You didn’t read past the first paragraph.
you can just hook the faucet up to your device, and let the water pressure drive the generator directly. In either case, for a bathtub faucet, this works out to almost 200 watts, or $25 per month
Though what you could do is place small turbines in your piping so that any time you use your water for normal uses, it would generate some electricity at the cost of a loss of pressure once it passes through. Though it would be more efficient to just turn down the pumps generating that pressure to the new pressure setting and using the electricity saved there (if you are the one running the pump, water included in rent would transfer some energy to you but lose some overall).

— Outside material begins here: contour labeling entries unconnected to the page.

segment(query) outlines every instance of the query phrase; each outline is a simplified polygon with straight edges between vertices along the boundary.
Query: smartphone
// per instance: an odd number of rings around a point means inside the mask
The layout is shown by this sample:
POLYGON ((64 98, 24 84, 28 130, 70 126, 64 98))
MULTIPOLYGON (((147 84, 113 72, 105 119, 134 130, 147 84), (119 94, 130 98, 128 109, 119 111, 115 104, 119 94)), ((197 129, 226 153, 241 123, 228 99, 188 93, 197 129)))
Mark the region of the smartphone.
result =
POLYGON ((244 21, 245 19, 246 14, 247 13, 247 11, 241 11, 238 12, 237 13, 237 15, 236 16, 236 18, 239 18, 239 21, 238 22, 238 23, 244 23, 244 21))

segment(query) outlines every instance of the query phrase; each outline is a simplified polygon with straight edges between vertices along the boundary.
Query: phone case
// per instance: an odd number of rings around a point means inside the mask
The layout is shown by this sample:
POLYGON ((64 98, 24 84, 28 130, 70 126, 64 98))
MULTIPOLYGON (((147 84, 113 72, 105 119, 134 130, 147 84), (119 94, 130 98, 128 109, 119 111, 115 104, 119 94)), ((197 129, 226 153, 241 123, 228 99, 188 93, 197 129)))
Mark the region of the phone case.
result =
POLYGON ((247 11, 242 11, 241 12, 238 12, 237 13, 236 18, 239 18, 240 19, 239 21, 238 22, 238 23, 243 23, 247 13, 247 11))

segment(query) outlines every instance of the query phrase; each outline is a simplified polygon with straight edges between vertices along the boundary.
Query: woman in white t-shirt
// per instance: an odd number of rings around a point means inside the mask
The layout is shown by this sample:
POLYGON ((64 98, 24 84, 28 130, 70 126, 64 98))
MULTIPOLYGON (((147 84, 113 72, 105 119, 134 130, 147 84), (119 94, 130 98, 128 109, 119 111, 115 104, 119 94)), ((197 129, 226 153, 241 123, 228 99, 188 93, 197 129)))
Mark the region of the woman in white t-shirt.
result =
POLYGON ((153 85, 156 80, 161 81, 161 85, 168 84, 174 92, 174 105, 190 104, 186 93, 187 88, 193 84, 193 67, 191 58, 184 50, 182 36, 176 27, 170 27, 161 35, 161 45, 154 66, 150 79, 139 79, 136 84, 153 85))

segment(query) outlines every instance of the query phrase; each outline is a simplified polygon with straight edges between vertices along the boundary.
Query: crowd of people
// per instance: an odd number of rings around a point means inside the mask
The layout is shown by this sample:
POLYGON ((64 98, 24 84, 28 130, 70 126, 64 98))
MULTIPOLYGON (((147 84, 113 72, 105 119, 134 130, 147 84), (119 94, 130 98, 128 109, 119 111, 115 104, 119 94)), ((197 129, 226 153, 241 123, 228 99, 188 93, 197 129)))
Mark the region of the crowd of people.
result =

Nice to know that someone already did the math (the monster math!)
what he said ⬇
stiffyGlitch’s mum should have her own category on PornHub
what why
You’ll be using less water than an AI data centre
Oh shit, mine gives me free heat…I could just strap a Stirling engine to my radiator!
Or peltier modules
Well I can say from experience that your landlord won’t be happy, but as long as it doesnt say a limit in your lease there’s nothing they can do about it.
Their ain’t a lease in the country that doesn’t give a complex the right to toss you out for generic reasons.
And you could waste your time in court, but you’d lose.
Also, “unlimited” contracts always have a clause where they can block you if you misuse the service or use way more than an acceptable quantity.
Unlikely, but if any main power lines run past your walls or floor where they are regularly carrying substantial current, you can probably use a wire coil to light an led or something.
You would be that asshole who ruined it for everyone else.
If they don’t punish you specifically they’ll punish everyone with you.
This is a great comment. Only January and this is my comment of the year (so far).
Not to mention considering most water pressure in… well, any country. They may be able to charge their phone and run a lamp at best.
No tv, no water heater, no fridge, no ac or heat, no white noise fans to fall asleep to.
That is a very good point.
Wth water running 24/7 there’s no need for a white noise machine any more, just listen to the water.